The scientists just published a paper in the journal Nature Communications about how it's possible to replace the support layer, or substrate, of a computer chip with a material called cellulose nanofibril (CNF) that is made from wood. The material makes the computer chip flexible and biodegradable.
"The majority of material in a chip is support. We only use less than a couple of micrometers for everything else," says UW-Madison electrical and computer engineering professor Zhenqiang "Jack" Mas. "Now the chips are so safe you can put them in the forest and fungus will degrade it. They become as safe as fertilizer."
CNF is basically paper made from wood fibers at the nano-scale. In addition to being flexible -- the gold standard for electronics parts these days -- it is also very strong and transparent. These attributes have already made it a potential candidate for more sustainable solar cells. A thin coat of epoxy makes it resistant to moisture and as smooth as conventional chips.
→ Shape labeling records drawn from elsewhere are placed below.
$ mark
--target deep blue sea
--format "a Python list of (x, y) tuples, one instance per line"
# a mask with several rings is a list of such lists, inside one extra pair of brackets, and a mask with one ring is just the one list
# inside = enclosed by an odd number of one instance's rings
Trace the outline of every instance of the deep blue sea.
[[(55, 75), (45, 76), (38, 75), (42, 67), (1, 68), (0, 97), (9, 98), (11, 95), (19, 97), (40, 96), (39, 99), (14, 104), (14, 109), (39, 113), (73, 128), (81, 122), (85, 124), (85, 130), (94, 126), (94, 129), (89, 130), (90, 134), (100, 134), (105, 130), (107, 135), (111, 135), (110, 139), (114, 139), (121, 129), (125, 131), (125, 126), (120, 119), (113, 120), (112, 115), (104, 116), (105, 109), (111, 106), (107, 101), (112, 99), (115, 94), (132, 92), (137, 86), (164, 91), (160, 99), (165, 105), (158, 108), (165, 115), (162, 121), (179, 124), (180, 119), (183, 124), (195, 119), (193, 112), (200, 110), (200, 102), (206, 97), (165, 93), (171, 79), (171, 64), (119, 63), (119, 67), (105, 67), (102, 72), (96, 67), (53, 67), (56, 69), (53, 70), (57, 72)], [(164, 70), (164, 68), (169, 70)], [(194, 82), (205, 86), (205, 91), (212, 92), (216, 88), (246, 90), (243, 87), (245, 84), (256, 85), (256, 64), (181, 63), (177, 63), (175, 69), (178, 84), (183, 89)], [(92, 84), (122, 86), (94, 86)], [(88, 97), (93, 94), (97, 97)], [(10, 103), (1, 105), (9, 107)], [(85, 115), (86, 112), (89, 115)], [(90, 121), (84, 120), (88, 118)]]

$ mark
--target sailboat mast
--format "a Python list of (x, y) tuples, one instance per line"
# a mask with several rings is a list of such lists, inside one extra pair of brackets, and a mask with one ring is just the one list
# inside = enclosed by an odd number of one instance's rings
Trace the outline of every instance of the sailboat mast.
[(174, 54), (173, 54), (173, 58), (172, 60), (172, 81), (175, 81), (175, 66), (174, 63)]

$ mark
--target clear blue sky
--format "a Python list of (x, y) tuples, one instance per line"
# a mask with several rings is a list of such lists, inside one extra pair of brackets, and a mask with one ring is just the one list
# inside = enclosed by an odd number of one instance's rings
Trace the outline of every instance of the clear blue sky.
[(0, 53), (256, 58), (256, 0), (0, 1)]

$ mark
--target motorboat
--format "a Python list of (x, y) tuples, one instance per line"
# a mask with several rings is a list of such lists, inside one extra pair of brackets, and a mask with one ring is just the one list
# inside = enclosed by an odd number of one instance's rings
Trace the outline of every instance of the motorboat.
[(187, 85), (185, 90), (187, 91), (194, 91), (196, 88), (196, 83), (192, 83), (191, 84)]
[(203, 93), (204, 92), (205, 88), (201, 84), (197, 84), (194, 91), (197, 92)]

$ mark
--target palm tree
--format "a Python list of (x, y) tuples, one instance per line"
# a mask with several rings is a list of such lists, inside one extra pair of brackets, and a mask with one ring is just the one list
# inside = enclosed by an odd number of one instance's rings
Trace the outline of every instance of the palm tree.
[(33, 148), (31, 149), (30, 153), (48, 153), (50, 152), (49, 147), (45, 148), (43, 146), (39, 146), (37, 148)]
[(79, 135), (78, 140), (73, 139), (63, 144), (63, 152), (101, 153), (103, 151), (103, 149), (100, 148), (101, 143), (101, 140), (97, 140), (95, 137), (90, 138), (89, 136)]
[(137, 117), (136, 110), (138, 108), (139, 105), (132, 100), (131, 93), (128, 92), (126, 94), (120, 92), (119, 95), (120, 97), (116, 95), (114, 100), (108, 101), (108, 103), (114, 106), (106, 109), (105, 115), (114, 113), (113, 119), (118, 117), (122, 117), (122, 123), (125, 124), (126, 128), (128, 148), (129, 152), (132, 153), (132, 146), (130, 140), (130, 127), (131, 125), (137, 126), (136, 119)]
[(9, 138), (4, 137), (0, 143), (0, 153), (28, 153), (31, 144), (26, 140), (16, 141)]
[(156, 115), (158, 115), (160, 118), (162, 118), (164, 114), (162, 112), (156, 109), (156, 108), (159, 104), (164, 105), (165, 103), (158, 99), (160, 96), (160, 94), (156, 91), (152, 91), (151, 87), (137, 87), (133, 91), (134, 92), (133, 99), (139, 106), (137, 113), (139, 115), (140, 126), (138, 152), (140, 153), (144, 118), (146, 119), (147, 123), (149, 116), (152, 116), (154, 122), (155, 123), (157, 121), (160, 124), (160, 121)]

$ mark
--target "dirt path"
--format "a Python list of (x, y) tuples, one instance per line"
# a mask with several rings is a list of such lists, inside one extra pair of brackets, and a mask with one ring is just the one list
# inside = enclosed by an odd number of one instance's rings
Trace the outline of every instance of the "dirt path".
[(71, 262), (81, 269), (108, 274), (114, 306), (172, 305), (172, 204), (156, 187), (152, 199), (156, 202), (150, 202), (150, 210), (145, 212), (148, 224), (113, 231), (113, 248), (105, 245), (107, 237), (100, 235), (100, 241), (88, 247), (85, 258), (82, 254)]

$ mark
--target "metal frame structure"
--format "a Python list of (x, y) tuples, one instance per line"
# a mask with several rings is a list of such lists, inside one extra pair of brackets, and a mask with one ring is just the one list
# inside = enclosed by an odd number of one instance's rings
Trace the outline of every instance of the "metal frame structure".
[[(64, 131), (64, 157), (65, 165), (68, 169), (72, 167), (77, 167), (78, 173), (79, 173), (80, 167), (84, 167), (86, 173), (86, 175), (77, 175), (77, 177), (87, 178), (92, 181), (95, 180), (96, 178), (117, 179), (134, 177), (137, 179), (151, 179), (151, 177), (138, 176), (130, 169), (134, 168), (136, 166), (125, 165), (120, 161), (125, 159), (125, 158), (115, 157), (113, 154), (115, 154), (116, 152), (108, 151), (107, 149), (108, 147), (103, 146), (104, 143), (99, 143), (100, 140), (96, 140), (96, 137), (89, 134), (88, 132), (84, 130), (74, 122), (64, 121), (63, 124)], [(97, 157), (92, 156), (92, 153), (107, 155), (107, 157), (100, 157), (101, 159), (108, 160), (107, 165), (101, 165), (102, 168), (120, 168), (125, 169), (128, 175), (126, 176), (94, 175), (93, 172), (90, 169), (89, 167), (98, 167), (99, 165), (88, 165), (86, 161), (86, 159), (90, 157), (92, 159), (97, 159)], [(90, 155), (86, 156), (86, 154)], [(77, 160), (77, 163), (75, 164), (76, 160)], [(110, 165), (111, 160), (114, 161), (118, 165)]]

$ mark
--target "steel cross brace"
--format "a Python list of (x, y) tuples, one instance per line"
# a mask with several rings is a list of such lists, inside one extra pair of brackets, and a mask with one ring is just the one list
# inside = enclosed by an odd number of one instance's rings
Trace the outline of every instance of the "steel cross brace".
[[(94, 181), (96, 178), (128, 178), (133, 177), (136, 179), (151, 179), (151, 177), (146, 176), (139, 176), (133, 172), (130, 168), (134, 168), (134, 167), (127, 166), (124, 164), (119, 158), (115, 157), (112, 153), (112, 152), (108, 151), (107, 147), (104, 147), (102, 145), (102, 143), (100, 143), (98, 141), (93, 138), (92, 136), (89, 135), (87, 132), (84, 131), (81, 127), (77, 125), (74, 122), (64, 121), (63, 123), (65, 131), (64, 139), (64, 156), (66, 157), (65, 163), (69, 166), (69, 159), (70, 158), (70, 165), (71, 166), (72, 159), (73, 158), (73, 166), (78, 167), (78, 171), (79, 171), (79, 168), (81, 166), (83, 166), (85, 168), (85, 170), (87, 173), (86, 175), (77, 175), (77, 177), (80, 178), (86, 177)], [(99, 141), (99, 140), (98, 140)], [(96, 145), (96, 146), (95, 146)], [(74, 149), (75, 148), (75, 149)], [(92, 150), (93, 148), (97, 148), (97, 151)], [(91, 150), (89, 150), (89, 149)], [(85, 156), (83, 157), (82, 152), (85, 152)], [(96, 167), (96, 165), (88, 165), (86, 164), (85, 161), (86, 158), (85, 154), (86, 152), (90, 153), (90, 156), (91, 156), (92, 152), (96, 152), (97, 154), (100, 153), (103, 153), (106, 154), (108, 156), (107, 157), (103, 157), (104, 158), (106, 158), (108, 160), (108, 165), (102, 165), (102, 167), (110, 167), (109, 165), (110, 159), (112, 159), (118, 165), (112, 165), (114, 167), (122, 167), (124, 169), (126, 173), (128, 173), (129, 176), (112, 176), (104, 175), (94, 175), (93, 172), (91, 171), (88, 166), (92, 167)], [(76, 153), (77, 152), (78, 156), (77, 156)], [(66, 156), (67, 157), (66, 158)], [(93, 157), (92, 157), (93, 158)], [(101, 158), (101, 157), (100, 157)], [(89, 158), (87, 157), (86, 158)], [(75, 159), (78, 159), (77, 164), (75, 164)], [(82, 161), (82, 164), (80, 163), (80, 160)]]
Testing shows that the chips can perform just as well as their conventional counterparts, but with a much lower environmental impact. Not only are the chips biodegradable, but using wood cuts out the need for petroleum-based materials as well as gallium arsenide, a toxic material that is used in the chips of the majority of today's wireless devices.
Using sustainable materials also lowers the price tag for manufacturing these chips, which means electronics manufacturers may be more enticed to start using them. The researchers say that the wood-based chips could easily be mass-produced, the industry just needs to notice all of the benefits.